Several questions about creating complex custom layer

I have read many times of http://pytorch.org/docs/master/notes/extending.html . However, I still have some questions about building custom layers.
I have two questions:
I give a snippet which may not quite logical, but does explain what I am expressing.

class CustomLayer(nn.Module):
    def __init__(self, input_features, output_features):
        super(Linear, self).__init__()
        self.input_features = input_features
        # I don't want it be in .parameters(), it is just a intermediate variable
        self.input_tensor = torch.randn(input_features, input_features) 
        self.weight = nn.Parameter(torch.Tensor(output_features, input_features))
        # Below, some computation of self.input_tensor with self.weight
        self.inter_val = torch.mm(self.input_tensor, self.weight.t())
        ...
  1. As self.input_tensor is not a Module’s parameter, so I won’t be converted when .cuda() is called. Then
    self.input_tensor will just be on CPU? If so, self.inter_val = torch.mm(self.input_tensor, self.weight.t())
    works well too ? When the model is on multi-gpus, it still works well?
    Mention: I don’t want self.input_tensor registered as parameters, as it is quite large(not just input_features^2) and it will consume much space if I save it in disk.

Considering this situation that the layer is quite complex, so I move the computation to the custom autograd.

class CustomFunction(Funtion):
    @staticmethod
    def forward(ctx, input_features, output_features):
        ctx.save(input_features, output_features)
        self.input_tensor = torch.randn(input_features, input_features) 
        self.weight = nn.Parameter(torch.Tensor(output_features, input_features))
        self.inter_val = torch.mm(self.input_tensor, self.weight.t())

        # I even need to use some conv computation.
        # For example:
        self.conv = nn.Conv2d(1,3,3,3)
       # I have to warp tensor into a Variable, as Conv2d expect a Variable input
        self.inter_conv = Variable(torch.Tensor(1,3,self.input_tensor,self.input_tensor))
        self.inter_conv_val = self.conv(self.inter_conv)

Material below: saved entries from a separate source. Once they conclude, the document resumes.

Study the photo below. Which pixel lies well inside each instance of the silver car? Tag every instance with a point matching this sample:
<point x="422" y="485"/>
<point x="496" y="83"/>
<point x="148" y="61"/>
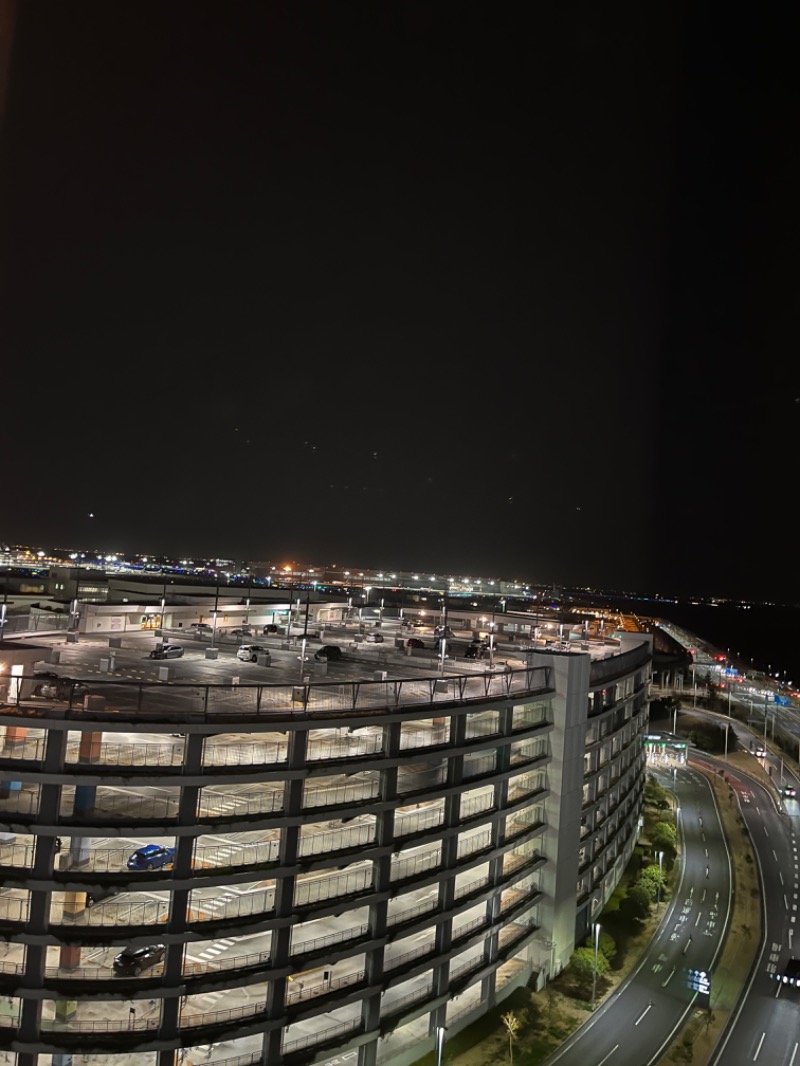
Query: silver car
<point x="166" y="651"/>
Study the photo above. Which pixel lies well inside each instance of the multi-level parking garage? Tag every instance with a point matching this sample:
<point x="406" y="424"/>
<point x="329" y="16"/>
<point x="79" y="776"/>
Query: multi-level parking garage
<point x="352" y="862"/>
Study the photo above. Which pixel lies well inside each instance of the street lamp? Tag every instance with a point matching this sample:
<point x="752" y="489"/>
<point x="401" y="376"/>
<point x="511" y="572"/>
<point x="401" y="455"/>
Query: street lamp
<point x="441" y="1030"/>
<point x="595" y="930"/>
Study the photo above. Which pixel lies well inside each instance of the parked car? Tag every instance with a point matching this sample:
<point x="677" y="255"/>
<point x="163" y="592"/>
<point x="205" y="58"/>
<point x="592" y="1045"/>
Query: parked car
<point x="130" y="962"/>
<point x="152" y="857"/>
<point x="99" y="894"/>
<point x="329" y="652"/>
<point x="166" y="651"/>
<point x="54" y="687"/>
<point x="254" y="653"/>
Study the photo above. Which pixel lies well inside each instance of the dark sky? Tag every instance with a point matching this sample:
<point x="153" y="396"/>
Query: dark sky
<point x="436" y="286"/>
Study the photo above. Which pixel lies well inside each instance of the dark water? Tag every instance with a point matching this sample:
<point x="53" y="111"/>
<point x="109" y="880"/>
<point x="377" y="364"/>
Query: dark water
<point x="765" y="639"/>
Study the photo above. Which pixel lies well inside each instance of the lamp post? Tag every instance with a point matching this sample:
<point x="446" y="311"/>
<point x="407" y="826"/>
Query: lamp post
<point x="441" y="1030"/>
<point x="595" y="930"/>
<point x="217" y="608"/>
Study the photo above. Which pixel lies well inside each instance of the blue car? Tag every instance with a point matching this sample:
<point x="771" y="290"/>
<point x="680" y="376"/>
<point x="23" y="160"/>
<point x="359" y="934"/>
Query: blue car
<point x="152" y="857"/>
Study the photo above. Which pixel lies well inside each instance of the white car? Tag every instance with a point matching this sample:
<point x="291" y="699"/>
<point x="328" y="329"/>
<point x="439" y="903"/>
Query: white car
<point x="254" y="653"/>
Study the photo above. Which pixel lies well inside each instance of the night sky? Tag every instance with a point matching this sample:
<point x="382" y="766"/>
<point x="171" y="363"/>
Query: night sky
<point x="479" y="289"/>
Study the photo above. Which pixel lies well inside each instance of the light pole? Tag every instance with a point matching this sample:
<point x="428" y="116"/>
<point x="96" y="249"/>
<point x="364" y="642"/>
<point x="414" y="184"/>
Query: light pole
<point x="694" y="687"/>
<point x="441" y="1030"/>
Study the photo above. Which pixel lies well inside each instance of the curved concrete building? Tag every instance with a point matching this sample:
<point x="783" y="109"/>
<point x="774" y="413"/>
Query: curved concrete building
<point x="277" y="872"/>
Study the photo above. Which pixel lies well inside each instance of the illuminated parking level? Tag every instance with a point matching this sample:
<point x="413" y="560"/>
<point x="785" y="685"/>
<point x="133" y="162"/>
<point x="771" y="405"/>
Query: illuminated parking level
<point x="278" y="872"/>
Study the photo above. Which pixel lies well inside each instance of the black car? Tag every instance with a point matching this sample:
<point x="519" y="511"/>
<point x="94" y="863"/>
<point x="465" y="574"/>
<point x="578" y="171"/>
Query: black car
<point x="51" y="685"/>
<point x="130" y="962"/>
<point x="99" y="895"/>
<point x="329" y="652"/>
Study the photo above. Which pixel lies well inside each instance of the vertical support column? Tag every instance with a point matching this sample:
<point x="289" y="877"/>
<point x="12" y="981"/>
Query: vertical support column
<point x="38" y="920"/>
<point x="379" y="910"/>
<point x="441" y="979"/>
<point x="179" y="910"/>
<point x="281" y="946"/>
<point x="491" y="945"/>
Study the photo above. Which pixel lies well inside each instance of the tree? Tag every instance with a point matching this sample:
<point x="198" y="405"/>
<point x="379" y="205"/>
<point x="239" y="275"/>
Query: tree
<point x="664" y="837"/>
<point x="581" y="965"/>
<point x="636" y="903"/>
<point x="607" y="945"/>
<point x="650" y="878"/>
<point x="511" y="1022"/>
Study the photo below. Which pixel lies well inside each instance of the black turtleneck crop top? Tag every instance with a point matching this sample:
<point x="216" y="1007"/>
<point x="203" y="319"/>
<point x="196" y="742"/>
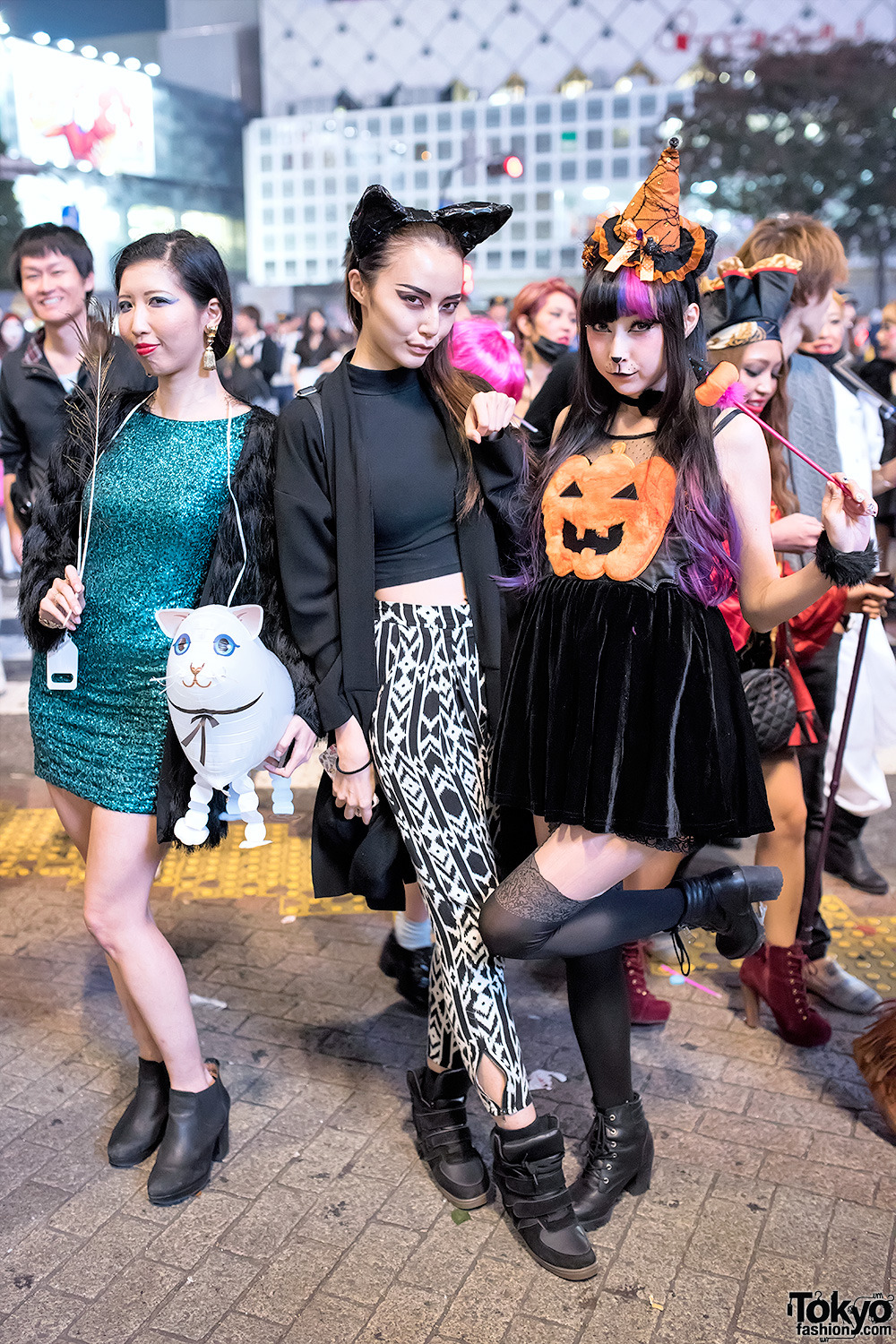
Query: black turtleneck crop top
<point x="414" y="478"/>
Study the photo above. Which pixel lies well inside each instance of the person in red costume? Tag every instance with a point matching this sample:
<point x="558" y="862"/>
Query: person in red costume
<point x="745" y="308"/>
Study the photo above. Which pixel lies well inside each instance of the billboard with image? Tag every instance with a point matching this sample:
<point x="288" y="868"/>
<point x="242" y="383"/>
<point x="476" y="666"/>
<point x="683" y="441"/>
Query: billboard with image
<point x="72" y="110"/>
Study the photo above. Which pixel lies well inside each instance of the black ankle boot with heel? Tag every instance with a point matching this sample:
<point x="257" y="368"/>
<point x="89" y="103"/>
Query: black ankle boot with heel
<point x="619" y="1159"/>
<point x="528" y="1171"/>
<point x="438" y="1109"/>
<point x="196" y="1136"/>
<point x="140" y="1128"/>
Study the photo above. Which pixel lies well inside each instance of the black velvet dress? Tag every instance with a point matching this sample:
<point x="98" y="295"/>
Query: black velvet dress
<point x="624" y="709"/>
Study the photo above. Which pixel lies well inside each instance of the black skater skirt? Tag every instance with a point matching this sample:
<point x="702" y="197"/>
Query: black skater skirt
<point x="625" y="712"/>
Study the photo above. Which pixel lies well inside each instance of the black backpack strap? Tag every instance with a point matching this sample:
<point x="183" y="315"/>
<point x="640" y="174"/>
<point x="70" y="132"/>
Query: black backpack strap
<point x="726" y="419"/>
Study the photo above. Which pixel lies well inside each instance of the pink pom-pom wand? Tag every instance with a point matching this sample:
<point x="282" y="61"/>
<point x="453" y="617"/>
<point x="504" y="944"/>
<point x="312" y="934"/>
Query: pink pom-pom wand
<point x="724" y="389"/>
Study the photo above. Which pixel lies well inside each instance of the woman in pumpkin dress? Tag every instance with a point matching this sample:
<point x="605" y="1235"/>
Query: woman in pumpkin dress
<point x="638" y="745"/>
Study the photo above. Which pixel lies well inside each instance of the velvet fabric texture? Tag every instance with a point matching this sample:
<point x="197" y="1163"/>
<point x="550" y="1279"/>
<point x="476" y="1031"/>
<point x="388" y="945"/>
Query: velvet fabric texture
<point x="634" y="717"/>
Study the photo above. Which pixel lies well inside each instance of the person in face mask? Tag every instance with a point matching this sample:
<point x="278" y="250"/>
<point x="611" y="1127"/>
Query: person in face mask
<point x="543" y="322"/>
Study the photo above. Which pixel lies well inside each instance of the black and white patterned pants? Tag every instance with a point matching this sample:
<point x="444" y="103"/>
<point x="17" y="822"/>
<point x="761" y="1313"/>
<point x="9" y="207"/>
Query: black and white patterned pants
<point x="430" y="753"/>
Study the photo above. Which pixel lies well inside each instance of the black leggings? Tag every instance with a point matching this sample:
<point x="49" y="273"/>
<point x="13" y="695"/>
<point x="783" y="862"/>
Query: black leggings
<point x="602" y="1023"/>
<point x="582" y="927"/>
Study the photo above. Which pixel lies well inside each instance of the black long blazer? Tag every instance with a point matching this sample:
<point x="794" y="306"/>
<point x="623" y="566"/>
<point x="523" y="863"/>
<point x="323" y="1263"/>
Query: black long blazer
<point x="325" y="545"/>
<point x="51" y="543"/>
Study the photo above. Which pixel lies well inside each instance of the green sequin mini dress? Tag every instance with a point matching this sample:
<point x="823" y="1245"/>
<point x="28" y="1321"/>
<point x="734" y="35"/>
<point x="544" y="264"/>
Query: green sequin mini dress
<point x="160" y="491"/>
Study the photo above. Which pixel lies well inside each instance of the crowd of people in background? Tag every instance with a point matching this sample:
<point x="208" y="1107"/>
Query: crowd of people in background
<point x="398" y="640"/>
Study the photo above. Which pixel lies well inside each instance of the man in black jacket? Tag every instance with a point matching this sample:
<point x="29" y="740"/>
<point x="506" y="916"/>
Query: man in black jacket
<point x="53" y="266"/>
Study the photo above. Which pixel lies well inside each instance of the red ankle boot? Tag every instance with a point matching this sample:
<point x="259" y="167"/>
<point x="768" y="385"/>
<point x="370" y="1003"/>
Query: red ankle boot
<point x="645" y="1008"/>
<point x="775" y="975"/>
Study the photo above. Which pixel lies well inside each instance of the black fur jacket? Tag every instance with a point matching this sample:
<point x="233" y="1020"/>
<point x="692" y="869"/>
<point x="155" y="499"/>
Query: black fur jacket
<point x="51" y="542"/>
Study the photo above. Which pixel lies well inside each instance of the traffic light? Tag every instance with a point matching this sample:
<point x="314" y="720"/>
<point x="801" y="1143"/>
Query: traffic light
<point x="508" y="167"/>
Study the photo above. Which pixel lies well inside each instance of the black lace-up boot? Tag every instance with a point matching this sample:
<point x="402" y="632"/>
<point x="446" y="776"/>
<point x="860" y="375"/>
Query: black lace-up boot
<point x="140" y="1128"/>
<point x="438" y="1109"/>
<point x="528" y="1171"/>
<point x="619" y="1159"/>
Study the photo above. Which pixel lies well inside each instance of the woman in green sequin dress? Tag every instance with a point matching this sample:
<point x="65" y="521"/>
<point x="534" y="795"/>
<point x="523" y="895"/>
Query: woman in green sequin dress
<point x="161" y="530"/>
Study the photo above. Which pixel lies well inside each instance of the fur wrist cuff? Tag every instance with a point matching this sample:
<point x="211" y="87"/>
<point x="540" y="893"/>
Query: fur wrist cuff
<point x="845" y="569"/>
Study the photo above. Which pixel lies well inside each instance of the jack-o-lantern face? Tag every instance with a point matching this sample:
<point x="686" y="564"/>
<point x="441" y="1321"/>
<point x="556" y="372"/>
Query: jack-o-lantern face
<point x="607" y="516"/>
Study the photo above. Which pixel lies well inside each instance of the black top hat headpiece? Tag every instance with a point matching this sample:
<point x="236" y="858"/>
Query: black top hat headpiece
<point x="379" y="214"/>
<point x="747" y="304"/>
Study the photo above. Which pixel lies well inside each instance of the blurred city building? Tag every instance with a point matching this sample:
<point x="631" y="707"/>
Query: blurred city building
<point x="433" y="99"/>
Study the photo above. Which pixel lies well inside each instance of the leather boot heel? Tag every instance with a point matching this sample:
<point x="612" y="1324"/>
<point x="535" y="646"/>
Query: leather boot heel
<point x="195" y="1137"/>
<point x="140" y="1128"/>
<point x="619" y="1159"/>
<point x="438" y="1109"/>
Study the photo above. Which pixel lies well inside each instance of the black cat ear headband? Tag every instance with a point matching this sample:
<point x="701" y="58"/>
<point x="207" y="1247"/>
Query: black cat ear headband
<point x="378" y="215"/>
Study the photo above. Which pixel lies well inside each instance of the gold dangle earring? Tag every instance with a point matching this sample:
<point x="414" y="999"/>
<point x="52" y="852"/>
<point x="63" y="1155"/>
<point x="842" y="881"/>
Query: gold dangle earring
<point x="209" y="354"/>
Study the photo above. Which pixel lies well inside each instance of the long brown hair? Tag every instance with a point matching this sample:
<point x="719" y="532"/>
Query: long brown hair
<point x="452" y="387"/>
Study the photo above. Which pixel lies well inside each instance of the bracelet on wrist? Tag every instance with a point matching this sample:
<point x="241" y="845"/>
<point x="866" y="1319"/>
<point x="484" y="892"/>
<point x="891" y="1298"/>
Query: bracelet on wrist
<point x="368" y="762"/>
<point x="845" y="569"/>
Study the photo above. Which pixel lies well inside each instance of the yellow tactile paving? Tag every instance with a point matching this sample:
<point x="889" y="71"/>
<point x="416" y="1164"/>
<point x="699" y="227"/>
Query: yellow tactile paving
<point x="32" y="843"/>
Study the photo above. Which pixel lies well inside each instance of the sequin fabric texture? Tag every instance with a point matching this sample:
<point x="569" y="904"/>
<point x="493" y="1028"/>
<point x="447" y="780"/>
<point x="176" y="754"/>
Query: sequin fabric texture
<point x="161" y="487"/>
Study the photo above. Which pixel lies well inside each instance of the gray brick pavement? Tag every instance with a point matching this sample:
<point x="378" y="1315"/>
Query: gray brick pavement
<point x="772" y="1172"/>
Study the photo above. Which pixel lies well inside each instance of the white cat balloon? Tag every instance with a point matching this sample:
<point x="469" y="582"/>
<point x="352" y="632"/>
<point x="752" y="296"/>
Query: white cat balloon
<point x="230" y="701"/>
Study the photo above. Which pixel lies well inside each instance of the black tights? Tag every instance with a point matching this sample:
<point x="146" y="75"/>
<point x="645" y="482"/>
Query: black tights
<point x="575" y="927"/>
<point x="599" y="1011"/>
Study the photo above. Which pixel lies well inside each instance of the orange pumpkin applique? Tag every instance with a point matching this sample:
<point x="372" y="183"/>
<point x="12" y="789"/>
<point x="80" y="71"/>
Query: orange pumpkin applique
<point x="607" y="516"/>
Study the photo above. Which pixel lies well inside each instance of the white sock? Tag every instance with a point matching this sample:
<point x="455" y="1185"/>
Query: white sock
<point x="411" y="935"/>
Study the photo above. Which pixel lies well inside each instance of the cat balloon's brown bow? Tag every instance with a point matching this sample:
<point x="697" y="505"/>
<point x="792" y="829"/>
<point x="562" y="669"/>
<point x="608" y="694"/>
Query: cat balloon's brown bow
<point x="379" y="214"/>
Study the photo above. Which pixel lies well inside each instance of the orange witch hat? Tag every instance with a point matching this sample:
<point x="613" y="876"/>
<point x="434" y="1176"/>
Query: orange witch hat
<point x="650" y="236"/>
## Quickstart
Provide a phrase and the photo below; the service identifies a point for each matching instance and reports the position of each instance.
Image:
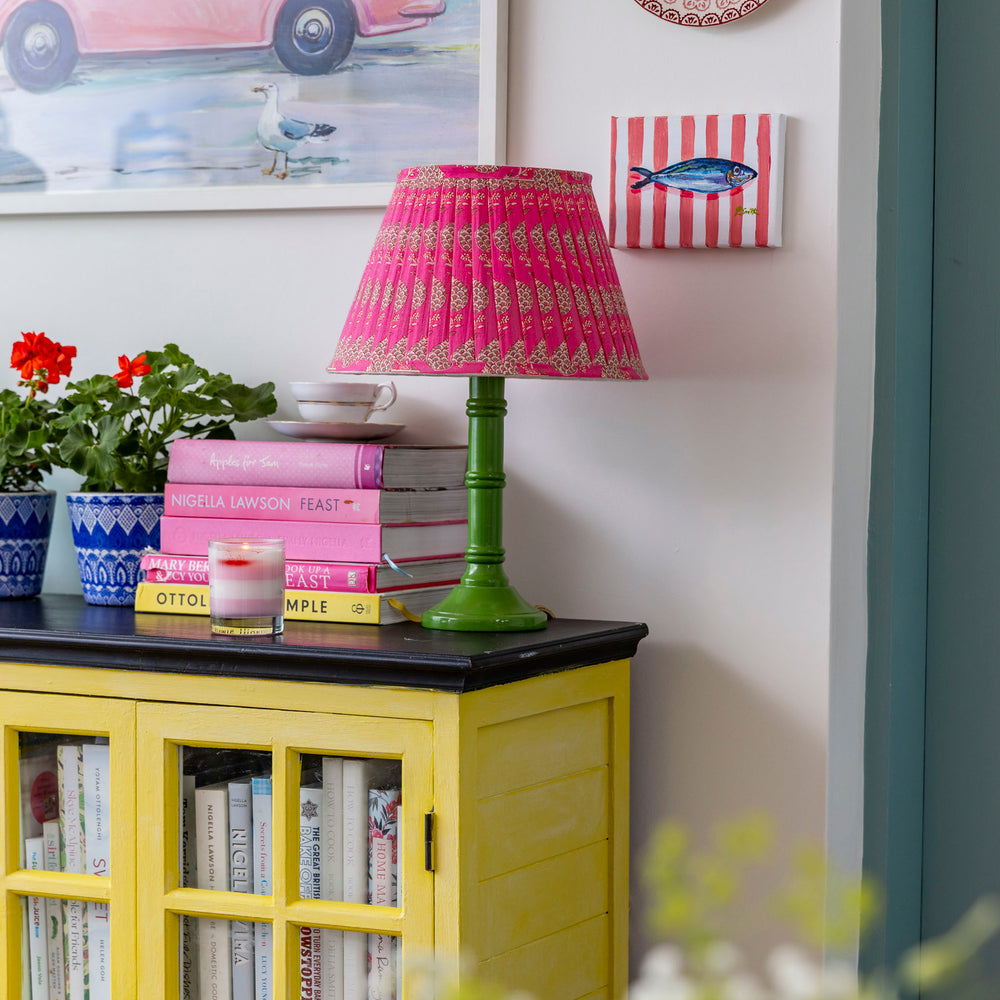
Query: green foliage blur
(696, 891)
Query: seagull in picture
(280, 134)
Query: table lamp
(489, 272)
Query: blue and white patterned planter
(110, 531)
(25, 525)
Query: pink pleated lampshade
(490, 270)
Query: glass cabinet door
(287, 859)
(69, 872)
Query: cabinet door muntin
(98, 879)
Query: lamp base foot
(484, 609)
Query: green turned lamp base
(484, 609)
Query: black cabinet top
(63, 630)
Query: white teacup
(340, 402)
(344, 392)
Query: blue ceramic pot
(110, 532)
(25, 525)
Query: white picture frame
(23, 113)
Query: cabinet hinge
(429, 841)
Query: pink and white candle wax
(246, 578)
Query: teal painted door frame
(898, 520)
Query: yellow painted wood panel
(531, 824)
(536, 748)
(562, 966)
(546, 692)
(530, 903)
(299, 696)
(74, 716)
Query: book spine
(298, 575)
(70, 761)
(383, 820)
(38, 957)
(263, 944)
(357, 775)
(282, 503)
(54, 914)
(39, 790)
(310, 851)
(241, 880)
(332, 874)
(189, 877)
(331, 465)
(312, 606)
(304, 540)
(214, 955)
(97, 823)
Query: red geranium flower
(128, 369)
(32, 354)
(41, 361)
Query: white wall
(699, 502)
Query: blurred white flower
(794, 974)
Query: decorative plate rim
(688, 15)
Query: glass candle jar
(246, 585)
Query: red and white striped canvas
(650, 212)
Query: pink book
(328, 464)
(365, 578)
(298, 503)
(307, 540)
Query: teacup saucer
(335, 431)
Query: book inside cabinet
(282, 865)
(68, 767)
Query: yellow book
(301, 605)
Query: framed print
(146, 105)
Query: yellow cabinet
(510, 756)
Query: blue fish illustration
(702, 175)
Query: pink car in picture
(42, 39)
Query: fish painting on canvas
(701, 175)
(696, 181)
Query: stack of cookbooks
(374, 533)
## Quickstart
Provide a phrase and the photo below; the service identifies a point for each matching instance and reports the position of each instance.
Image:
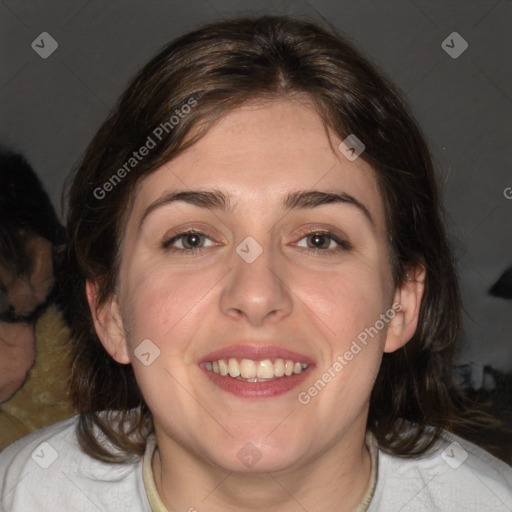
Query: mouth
(264, 372)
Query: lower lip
(266, 389)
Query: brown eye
(187, 241)
(326, 242)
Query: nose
(256, 290)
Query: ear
(108, 324)
(409, 295)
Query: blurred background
(64, 64)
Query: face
(264, 284)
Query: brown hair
(220, 67)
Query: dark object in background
(29, 233)
(503, 286)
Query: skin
(313, 456)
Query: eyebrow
(216, 199)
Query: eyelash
(343, 245)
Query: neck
(336, 480)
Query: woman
(263, 300)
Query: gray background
(52, 107)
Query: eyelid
(342, 242)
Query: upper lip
(256, 352)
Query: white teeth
(254, 371)
(265, 369)
(288, 367)
(223, 367)
(234, 368)
(279, 368)
(248, 369)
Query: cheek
(164, 305)
(346, 301)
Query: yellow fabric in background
(44, 397)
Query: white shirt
(47, 471)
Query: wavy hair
(222, 66)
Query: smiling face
(269, 274)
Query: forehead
(259, 152)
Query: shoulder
(454, 475)
(47, 470)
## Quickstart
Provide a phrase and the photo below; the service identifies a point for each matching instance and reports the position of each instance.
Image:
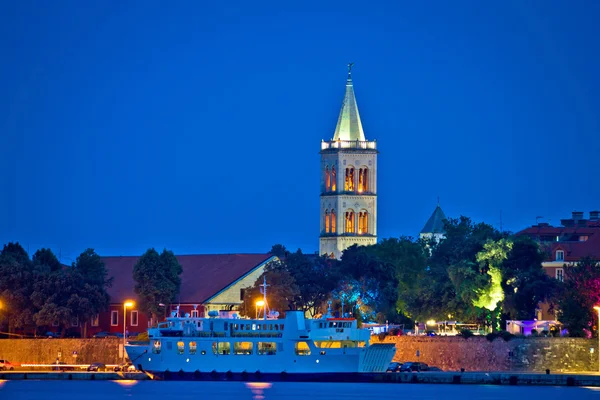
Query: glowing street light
(128, 303)
(597, 308)
(259, 303)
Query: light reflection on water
(257, 389)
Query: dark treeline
(476, 274)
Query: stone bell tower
(348, 183)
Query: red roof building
(565, 245)
(208, 282)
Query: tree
(282, 291)
(280, 251)
(525, 283)
(315, 278)
(16, 285)
(57, 292)
(447, 288)
(95, 298)
(156, 280)
(578, 296)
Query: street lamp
(597, 308)
(259, 303)
(127, 303)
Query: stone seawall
(447, 353)
(45, 351)
(479, 354)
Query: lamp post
(597, 308)
(259, 303)
(128, 303)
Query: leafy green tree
(451, 280)
(46, 258)
(282, 291)
(525, 283)
(578, 296)
(57, 291)
(280, 251)
(316, 278)
(94, 298)
(157, 280)
(16, 285)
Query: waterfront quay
(466, 378)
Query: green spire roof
(435, 223)
(349, 126)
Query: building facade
(348, 211)
(434, 227)
(208, 282)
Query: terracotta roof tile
(204, 275)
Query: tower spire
(349, 126)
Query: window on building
(134, 318)
(242, 348)
(349, 180)
(302, 349)
(333, 180)
(363, 185)
(267, 348)
(333, 221)
(349, 221)
(114, 318)
(363, 223)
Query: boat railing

        # Then I do something on self.inter_val and self.inter_conv_val
  1. I need to convert self.conv to GPU, as self.inter_conv_val = self.conv(self.inter_conv) is quite time-consuming in my code. As self.conv is a intermediate variable, it will not transfer to GPU when .cuda() is called according to the doc? Or I need to convert it myself here? It seems not working as if self.conv.cuda(), it requires self.inter_conv a cuda Tensor too! At the same time, I hope my code can utilize multi-gpus using nn.parallel.data_parallel, how to deal with it? I’d appreciate it if someone can give me some help.

For the question 1, I think that register_buffer(name, tensor) does exactly what you want (see https://github.com/pytorch/pytorch/blob/master/torch/nn/modules/module.py).

For 2, I think you should build self.conv and self.inter_conv as parameters (or buffers) in the constructor init and then call them into the forward. Then you make sure everything will be ok with allocations.

1 Like

Register_buffer will cause the tensor to be saved to disk, which he says he doesn’t want. I don’t think there is a way to have a tensor or variable automatically moved to the gpu but not saved to disk.

I’ll try, thank you for your kind reply.

1 Like